Thursday 5 May 2011

Who Controls Financial Markets in Canada? Individual vs Institutional Investors

Have you ever been annoyed at those breathless news reports on market moves? You know what they are - "investors today have been spooked/cheered by the quarterly inflation figures / credit crisis in Greece / nuclear incident / trade figures / royal wedding / hurricane / terrorist killing" etc (in fact, often it seems that the person writing the text merely attaches the market result, whatever it is, to the current headline news item of the day, good or bad. For those who believe that markets are random, the random association of events to ups and downs makes a certain sense I suppose.)

Anyhow, on reading these news reports, I find myself muttering that it wasn't me, I didn't do it! I have a portfolio apportioned amongst fixed percentages of various passive ETFs and I only trade when rebalancing, taking money out, or buying more. Even when I do trade, my amounts are so puny and I almost always place orders at market price, it cannot make a jot of difference to move markets up or down.

So who does have enough heft in the market to influence things, individual or institutional investors? Are there a few super-rich individual investors with enough money to manipulate things, or is it the mass of ordinary Canadians? Are the mainstream mutual funds the heavyweights or is it the pension funds? It seems to be really difficult to find out through simple Googling but here is what I found out, with admitted uncertainty through some of the guesstimation I've had to do. This is all 2009 data, which seems to be the most common recent data available. The grand total of financial assets in 2009 was $1713.3 billion. Here is the breakdown of who more or less controls or decides how to invest the money (as opposed to who it may belong to or for whose benefit it is being invested).
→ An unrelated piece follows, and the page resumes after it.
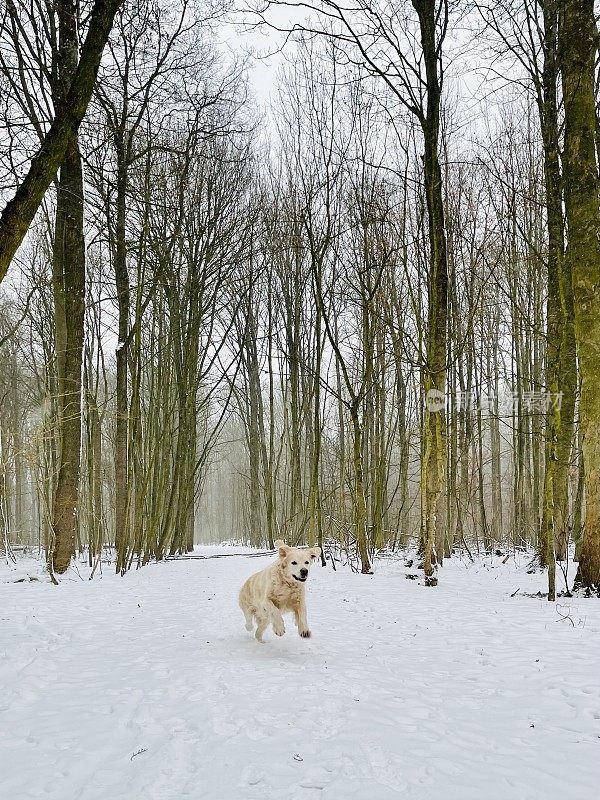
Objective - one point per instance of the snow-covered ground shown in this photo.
(148, 687)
1) Pension Funds - $898.1 billion 52% share
This is only the top 102 funds - the 100 biggest from the Benefits Canada 2010 report plus the two biggest funds of all in Canada, the Caisse de dépôt et placement du Québec ($131.6 billion in net assets) and the Canada Pension Plan Investment Board ($105.5 billion). Interesting fact - these two plus the top 10 of the Benefits Canada list are all government or public servant plans and together they control about 1/3 of total financial assets in Canada. Reminds one of an old joke ... "what is the difference between capitalism and communism? ... capitalism is the exploitation of man by man while communism is the reverse".

2) Mutual Funds - $595.2 billion, 35% share
(source IFIC reports)

3) The Mega-Rich $140 billion and the Quite Rich guesstimate. $40 billion, combined 11% share
The Mega-Rich cutoff in 2009 was $1 billion for the 55 richest Canadians (see Wikipedia List of Canadians by net worth). For the Quite Rich I had to guess that the next 100, down to about $200 million in assets, might hold around $40 billion in total at an average $400 million each.

4) The Hoi Polloi (that's you and me the retail investor) - $40 billion, 2% share
I'm being optimistic here I think, assigning an average $1200 in directly held investments of stocks, bonds and ETFs (i.e. not owned within pensions or mutual funds) or so to each of the remaining 33 million Canadians. For comparison, consider that the total market value of Canadian ETFs in 2009 was $33.7 billion according to TMX Money.

Let's put a personal face on it. Today when the TSX go down or up we can point the finger at Michael Sabia (Caisse CEO), David Denison (CPPIB) or maybe Jim Leech (OTPP). One thing for sure, it wasn't me.

PS came across figures for the USA ... John Bogle said in the Wall Street Journal in Jan. 2010 that insititutional investors control 70% of US shares, with mutual funds 26%, private pension plans 11% and government pension plans 9%.